Chapter 2 Quiz: Linear Algebra for AI

Test your understanding of the key concepts from this chapter. Each question has a hidden answer---try to answer before revealing it.


Question 1. What is the result of the dot product $\mathbf{u} \cdot \mathbf{v}$ where $\mathbf{u} = [2, -1, 3]^T$ and $\mathbf{v} = [4, 0, -2]^T$?

Show Answer $\mathbf{u} \cdot \mathbf{v} = (2)(4) + (-1)(0) + (3)(-2) = 8 + 0 - 6 = 2$. The dot product is a scalar computed by summing the element-wise products.

Question 2. If two vectors have a cosine similarity of 0, what does this tell you about their relationship?

Show Answer The vectors are **orthogonal** (perpendicular). Cosine similarity of 0 means the angle between them is 90 degrees, so $\cos(90°) = 0$. In the context of word embeddings, this means the two words have no semantic similarity as measured by the model.

Question 3. What is the $L^2$ norm of the vector $\mathbf{v} = [3, 4]^T$?

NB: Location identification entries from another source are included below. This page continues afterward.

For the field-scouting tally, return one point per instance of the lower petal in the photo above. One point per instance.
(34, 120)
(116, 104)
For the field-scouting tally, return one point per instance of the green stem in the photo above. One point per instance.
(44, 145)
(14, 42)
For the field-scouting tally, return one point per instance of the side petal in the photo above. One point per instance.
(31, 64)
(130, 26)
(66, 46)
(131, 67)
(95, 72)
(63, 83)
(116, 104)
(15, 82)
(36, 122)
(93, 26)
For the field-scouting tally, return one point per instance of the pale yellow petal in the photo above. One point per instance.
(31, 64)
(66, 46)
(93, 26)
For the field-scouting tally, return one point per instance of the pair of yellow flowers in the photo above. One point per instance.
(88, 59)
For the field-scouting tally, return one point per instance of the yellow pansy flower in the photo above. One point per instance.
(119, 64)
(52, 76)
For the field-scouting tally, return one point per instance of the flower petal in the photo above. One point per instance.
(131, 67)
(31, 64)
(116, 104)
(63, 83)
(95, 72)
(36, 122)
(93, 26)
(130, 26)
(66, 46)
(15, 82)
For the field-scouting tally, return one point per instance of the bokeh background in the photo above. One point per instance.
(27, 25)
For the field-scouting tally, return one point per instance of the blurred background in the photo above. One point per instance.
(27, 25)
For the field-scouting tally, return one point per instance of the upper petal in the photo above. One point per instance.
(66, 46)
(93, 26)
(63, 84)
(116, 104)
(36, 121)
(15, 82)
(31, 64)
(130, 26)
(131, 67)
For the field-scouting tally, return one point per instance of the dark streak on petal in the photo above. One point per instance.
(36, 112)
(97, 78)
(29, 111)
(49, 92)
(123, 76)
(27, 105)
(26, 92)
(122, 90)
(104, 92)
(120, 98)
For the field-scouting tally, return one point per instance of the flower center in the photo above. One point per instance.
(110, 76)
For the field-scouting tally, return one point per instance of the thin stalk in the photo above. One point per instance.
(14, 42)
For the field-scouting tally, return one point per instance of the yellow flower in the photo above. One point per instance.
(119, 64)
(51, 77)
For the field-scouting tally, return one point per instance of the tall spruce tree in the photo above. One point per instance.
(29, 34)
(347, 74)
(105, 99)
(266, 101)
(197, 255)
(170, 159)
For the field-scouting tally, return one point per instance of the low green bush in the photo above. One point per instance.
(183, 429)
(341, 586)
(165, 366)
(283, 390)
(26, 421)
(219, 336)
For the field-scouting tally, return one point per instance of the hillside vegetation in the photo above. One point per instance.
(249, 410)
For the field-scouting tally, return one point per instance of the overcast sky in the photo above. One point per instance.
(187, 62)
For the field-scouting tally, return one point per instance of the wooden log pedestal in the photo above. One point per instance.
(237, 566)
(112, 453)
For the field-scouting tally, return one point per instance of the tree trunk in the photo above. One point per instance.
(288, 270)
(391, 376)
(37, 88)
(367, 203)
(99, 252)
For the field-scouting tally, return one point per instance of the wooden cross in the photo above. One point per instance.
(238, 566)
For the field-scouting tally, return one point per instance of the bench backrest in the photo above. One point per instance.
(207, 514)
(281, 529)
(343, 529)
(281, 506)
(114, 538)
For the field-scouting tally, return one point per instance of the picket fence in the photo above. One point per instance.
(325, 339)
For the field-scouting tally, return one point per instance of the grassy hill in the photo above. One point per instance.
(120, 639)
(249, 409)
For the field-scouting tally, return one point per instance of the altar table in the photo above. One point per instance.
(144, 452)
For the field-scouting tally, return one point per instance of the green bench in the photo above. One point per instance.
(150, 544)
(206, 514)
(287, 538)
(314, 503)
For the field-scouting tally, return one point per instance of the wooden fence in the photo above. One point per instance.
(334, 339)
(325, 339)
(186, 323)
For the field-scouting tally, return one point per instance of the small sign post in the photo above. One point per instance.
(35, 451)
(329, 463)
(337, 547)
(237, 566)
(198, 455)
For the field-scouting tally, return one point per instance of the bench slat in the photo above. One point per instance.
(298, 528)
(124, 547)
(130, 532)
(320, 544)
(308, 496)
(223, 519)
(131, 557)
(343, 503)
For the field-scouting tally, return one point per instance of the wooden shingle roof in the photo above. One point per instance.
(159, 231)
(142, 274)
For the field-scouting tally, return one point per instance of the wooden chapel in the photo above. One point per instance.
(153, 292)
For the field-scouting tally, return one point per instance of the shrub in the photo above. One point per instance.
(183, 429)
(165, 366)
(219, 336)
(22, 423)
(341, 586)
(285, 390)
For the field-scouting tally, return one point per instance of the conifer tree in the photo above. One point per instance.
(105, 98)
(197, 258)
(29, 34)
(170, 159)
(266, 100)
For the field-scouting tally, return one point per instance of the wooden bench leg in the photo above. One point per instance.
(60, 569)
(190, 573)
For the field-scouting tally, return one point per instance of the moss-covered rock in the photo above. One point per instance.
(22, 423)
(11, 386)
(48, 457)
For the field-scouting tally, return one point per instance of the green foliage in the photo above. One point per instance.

Show Answer $\|\mathbf{v}\|_2 = \sqrt{3^2 + 4^2} = \sqrt{9 + 16} = \sqrt{25} = 5$. This is the familiar Pythagorean theorem applied to find the length of the vector.

Question 4. Given a set of three vectors in $\mathbb{R}^2$, can they be linearly independent? Why or why not?

Show Answer **No.** In $\mathbb{R}^2$, the maximum number of linearly independent vectors is 2 (the dimension of the space). Any third vector must be a linear combination of the other two. More generally, in $\mathbb{R}^n$, at most $n$ vectors can be linearly independent.

Question 5. What is the shape of the product $\mathbf{C} = \mathbf{A}\mathbf{B}$ if $\mathbf{A} \in \mathbb{R}^{3 \times 5}$ and $\mathbf{B} \in \mathbb{R}^{5 \times 2}$?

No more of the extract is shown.